Friday, August 8, 2008

Ron Rosenbaum at Slate defends the right to dissent

There is a very important article by Ron Rosenbaum over at Slate entitled "How journalists should handle global warming skeptics."

It's a great article that is in many ways an angry letter at an article in the Columbia Journalism Review which condemned CBS for allowing global warming dissenters on air. It's important because in it Rosenbaum acts as a rare voice in our monolithic media as he defends the right of those with unpopular views to be able to express them.

A big part of Rosenbaum's argument is illustrated in this excerpt:

In fact, the history of science frequently demonstrates that science proceeds when contradictory—dissenting—studies provoke more studies, encourage rethinking rather than being marginalized by "the consensus" or the "consistency" of previous reports.

Indeed, the century's foremost historian of science, Thomas Kuhn, believed, as even "green" reporters should know, that science often proceeds by major unexpected shifts: Just when an old consensus congealed, new dissenting, contradictory reports heralded a "paradigm shift" that often ended up tossing the old "consensus" into the junk bin.

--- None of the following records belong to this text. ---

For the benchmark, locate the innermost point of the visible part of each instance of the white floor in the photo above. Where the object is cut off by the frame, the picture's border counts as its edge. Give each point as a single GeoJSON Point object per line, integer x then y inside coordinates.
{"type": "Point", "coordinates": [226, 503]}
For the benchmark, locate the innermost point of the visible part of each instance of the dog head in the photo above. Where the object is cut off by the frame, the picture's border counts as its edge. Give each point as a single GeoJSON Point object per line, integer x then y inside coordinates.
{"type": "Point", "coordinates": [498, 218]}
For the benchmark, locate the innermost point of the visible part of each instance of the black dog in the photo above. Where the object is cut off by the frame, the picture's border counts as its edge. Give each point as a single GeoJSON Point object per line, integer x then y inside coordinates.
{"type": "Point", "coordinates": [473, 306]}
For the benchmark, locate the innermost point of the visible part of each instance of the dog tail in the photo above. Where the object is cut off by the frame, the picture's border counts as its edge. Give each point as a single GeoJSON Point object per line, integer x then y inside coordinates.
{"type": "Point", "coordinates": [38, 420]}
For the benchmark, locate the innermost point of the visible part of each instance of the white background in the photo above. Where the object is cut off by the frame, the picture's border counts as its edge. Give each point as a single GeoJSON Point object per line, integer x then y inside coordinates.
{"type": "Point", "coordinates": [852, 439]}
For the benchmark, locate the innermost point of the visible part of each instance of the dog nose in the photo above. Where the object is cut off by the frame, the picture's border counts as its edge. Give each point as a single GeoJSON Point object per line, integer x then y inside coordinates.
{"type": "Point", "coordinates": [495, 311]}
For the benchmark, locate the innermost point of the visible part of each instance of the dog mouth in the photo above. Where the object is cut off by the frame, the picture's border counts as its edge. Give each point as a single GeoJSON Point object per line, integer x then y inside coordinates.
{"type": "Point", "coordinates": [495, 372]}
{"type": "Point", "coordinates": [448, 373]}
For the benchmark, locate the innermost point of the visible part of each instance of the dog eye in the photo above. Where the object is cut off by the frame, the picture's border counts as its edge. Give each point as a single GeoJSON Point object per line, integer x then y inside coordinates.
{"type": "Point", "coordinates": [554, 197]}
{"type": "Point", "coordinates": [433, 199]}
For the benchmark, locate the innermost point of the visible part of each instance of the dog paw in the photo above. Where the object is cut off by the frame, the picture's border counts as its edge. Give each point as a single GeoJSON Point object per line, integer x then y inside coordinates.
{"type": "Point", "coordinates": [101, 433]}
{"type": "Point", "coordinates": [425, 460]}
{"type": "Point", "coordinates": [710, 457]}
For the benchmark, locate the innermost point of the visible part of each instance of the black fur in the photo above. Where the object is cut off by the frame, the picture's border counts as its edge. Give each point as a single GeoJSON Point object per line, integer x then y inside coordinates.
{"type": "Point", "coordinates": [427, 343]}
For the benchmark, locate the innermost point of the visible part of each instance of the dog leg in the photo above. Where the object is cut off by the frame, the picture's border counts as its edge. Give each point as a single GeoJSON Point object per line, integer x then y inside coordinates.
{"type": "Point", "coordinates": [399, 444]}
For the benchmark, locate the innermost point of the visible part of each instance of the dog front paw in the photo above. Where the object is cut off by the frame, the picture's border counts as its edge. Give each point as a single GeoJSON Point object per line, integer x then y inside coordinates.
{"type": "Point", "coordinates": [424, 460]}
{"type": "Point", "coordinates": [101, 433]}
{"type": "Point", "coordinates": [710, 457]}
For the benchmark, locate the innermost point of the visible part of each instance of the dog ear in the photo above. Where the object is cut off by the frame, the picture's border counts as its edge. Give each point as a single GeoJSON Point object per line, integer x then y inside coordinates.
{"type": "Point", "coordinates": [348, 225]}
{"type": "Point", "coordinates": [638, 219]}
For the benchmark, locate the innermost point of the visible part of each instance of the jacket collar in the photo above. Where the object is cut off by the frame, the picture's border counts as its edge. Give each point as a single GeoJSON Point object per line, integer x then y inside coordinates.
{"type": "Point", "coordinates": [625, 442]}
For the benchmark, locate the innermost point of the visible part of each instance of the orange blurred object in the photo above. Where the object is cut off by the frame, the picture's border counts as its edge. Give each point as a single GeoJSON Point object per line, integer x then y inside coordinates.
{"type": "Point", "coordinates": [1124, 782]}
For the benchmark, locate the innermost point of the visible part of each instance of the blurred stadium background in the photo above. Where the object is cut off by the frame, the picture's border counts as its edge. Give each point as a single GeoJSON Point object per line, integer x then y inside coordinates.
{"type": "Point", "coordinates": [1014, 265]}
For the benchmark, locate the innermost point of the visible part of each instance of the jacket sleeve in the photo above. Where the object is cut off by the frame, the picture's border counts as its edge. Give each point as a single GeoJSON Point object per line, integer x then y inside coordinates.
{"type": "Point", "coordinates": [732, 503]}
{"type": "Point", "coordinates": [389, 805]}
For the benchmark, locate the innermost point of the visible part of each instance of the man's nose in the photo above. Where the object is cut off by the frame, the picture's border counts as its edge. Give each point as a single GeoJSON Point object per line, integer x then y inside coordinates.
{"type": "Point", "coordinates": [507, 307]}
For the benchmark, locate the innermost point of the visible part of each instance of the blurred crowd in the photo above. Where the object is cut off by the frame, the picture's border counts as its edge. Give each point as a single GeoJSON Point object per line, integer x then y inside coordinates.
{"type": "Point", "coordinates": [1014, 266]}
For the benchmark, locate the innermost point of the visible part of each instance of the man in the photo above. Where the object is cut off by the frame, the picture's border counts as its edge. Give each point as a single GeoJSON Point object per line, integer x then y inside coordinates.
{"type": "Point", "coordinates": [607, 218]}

There is a really strong dictatorial tendency among many in politics. It might possibly be genetic, as it shows up in all generations and different environments. There are certain people that simply cannot handle other people disagreeing with them. This is illustrated by Al Gore saying "the debate is over" in regards to global warming, which, when you think about it, is an extraordinarily anti-intellectual thing to say. Imagine if Gore had said that in relation to any other political issue, such as abortion or the death penalty.